Cada día, le iba agarrando más confianza, estableciendo una real amistad. Ella no paraba de conversar con él, de vez en cuando le sacaba una sutil sonrisa, aunque fue privada de conocer, aunque sea sólo por una vez, una risa auténtica de Armando, al que ella lo llama tiernamente, “Army”.

Las conversaciones se volvían más extensas, con más variedad y con temáticas personales y sumamente interesantes. Ambos se descubrían, charlaban como dos amigos que no pueden guardarse nada. Ayudándose en el estudio mutuamente. Lo que una vez anheló Elizabeth, ya lo obtuvo, porque tiene a un Armando que le habla con su envidiable sencillez, sin mucho misterio; y esto la enloquece: su transparencia, su tranquilidad con respecto a lo que es, un hombre sin disimulo, fuertemente accesible, con poco que ocultar. Lo único que quedaba en frente a su gran deslumbramiento era: ¿por qué? ¿Por qué su serenidad, casi ingenua por su libertinaje, al momento de socializarse? Armando, simplemente, es así.

—    Lo peor que me pudo haber pasado frente a un chico que me gustaba  —dice ella mirando el techo, casi ruborizada por contarle sus pobres anécdotas amorosas de la primaria escolar—, bueno… ¡no te rías!

—    ¡Vamos! —él la incentiva, sonriéndole.

—  Bueno: quise besarlo, y me esquivó —se ríe—. Lo que no sé, es sobre si me vio venir, o sencillamente alguien lo empujó por accidente. Me queda la duda.

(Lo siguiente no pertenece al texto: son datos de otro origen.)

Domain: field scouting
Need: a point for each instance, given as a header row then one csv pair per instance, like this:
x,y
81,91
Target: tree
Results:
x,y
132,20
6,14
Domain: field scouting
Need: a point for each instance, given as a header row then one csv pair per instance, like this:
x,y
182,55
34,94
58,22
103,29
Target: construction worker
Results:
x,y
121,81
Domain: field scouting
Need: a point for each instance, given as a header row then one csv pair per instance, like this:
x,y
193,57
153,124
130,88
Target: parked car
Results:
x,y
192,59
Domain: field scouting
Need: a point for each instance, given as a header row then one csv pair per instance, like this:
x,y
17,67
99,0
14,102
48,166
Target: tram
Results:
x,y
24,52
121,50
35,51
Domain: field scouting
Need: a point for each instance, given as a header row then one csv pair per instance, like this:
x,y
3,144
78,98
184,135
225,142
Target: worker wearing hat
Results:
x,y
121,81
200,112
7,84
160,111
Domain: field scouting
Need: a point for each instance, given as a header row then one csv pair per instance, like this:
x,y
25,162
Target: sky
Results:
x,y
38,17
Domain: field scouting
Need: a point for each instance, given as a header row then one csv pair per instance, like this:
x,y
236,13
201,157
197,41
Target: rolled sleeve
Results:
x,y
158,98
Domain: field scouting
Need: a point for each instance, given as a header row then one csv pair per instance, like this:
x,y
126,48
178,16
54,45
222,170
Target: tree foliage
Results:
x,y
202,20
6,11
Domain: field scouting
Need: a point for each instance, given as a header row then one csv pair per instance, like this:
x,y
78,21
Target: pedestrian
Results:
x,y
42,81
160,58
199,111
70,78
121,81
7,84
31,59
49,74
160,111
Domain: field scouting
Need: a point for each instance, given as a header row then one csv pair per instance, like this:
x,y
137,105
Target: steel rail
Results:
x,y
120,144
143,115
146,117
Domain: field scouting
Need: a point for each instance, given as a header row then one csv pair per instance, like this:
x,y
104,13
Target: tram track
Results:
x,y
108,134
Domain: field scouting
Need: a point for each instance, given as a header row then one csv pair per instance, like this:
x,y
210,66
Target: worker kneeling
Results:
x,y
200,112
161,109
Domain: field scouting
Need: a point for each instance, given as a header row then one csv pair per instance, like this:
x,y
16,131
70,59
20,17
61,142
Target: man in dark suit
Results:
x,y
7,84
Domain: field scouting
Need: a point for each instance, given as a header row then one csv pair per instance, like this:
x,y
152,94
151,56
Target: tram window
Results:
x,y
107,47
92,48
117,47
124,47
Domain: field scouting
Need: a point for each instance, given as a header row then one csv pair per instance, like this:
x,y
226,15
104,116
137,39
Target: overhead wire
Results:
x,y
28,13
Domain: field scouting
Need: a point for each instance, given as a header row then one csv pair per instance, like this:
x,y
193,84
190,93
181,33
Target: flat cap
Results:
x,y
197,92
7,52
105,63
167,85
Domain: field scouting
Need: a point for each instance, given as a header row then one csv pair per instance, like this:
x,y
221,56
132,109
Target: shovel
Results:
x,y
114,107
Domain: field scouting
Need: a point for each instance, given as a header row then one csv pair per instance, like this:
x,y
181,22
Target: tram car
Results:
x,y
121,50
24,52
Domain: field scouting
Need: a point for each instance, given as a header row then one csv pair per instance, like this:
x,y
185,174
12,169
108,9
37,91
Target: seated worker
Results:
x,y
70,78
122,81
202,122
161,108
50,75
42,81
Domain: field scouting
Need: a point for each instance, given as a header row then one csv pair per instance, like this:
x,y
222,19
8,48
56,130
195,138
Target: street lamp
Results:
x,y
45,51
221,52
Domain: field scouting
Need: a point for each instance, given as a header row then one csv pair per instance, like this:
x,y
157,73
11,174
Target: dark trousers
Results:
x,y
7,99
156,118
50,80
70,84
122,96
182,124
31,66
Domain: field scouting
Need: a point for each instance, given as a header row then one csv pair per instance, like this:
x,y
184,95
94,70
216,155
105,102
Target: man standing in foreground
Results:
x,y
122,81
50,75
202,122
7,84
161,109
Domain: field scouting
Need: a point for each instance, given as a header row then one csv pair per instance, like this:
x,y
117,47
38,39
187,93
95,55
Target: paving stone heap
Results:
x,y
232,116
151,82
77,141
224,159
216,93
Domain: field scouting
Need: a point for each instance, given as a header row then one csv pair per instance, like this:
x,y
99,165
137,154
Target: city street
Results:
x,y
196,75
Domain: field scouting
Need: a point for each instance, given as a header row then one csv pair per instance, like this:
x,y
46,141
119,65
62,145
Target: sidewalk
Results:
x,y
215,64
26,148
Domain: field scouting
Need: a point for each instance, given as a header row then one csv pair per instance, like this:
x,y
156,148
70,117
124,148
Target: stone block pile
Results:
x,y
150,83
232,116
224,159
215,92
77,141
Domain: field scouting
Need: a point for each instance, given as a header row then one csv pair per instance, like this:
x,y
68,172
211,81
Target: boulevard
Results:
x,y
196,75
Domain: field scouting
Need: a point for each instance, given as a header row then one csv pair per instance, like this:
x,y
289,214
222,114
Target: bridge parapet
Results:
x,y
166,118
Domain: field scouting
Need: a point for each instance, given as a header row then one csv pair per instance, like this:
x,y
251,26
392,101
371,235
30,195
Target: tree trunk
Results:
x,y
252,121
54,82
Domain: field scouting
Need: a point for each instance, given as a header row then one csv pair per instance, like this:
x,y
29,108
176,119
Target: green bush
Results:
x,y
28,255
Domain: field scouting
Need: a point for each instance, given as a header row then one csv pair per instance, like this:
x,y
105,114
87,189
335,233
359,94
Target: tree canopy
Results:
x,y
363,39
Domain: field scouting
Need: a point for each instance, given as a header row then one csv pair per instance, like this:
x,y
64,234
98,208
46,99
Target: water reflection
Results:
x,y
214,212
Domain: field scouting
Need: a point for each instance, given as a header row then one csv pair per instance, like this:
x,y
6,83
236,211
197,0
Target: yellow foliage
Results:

En tercera persona, uno puede contemplar cómo ambos se desprenden de sus dudas e inseguridades, sin importar cuán insignificantes sean. Varios ojos posan en su amistad, desde el cuerpo de profesores hasta los grupos de compañeros, observan sus comportamientos. Pasan mucho tiempo juntos.

Poco se imagina Eli, lo bien, lo cómoda que se siente charlando con un hombre adulto, de mirada sagaz y mente intuitiva. Un hombre que sabe mucho, y que no alardea la base de conocimientos y filosofías que posee, por eso le gusta: su simpática sencillez. Y a derivación, Elizabeth siente plena admiración por aquella virtud, debido a lo resistente y predilecta que es dentro de la personalidad de Army, siendo un hombre que parece haber pasado por muchas cosas, muchas cosas feas y amargas.

—    ¿Feinmann es apellido judío? —pregunta ella.

—    Conozco a varios con mi apellido, y a otros varios que no los son —responde él, vaciando su café instantáneo en su vaso descartable.

—    ¿Y en tu caso?

—    Mis abuelos lo eran. Mi papá, el típico hijo que se rebela, se libró de ellos, por lo que no recibí una crianza devotamente judía. Sin embargo, te puedo asegurar, Eli, que las raíces de uno —bajó su mirada, alzando sus cejas, dejando formar unas arrugas en su frente— no se disipan, nadie escapa de ellas.

—    Entonces… —oh, no. Esa mirada… por más que ella lo conozca como amigo, y que ya conversaron milésimas de veces, aquella mirada feroz y ferviente no la puede dejar pasar por alto con plena indiferencia—, ¿diríamos que…?

—    Tengo algunas que otras costumbres y pensamientos particulares a esta religión, pero mi madre era cristiana.

—    ¡Qué bola!

—   Cierto. Pero más allá de las diferencias, me asombro al recordar cómo se amaban —él la mira, nostálgico, con un aire de esperar una respuesta, actitud, o hasta una pregunta de ella—. ¿Te dije que tengo nacionalidad en Cuba?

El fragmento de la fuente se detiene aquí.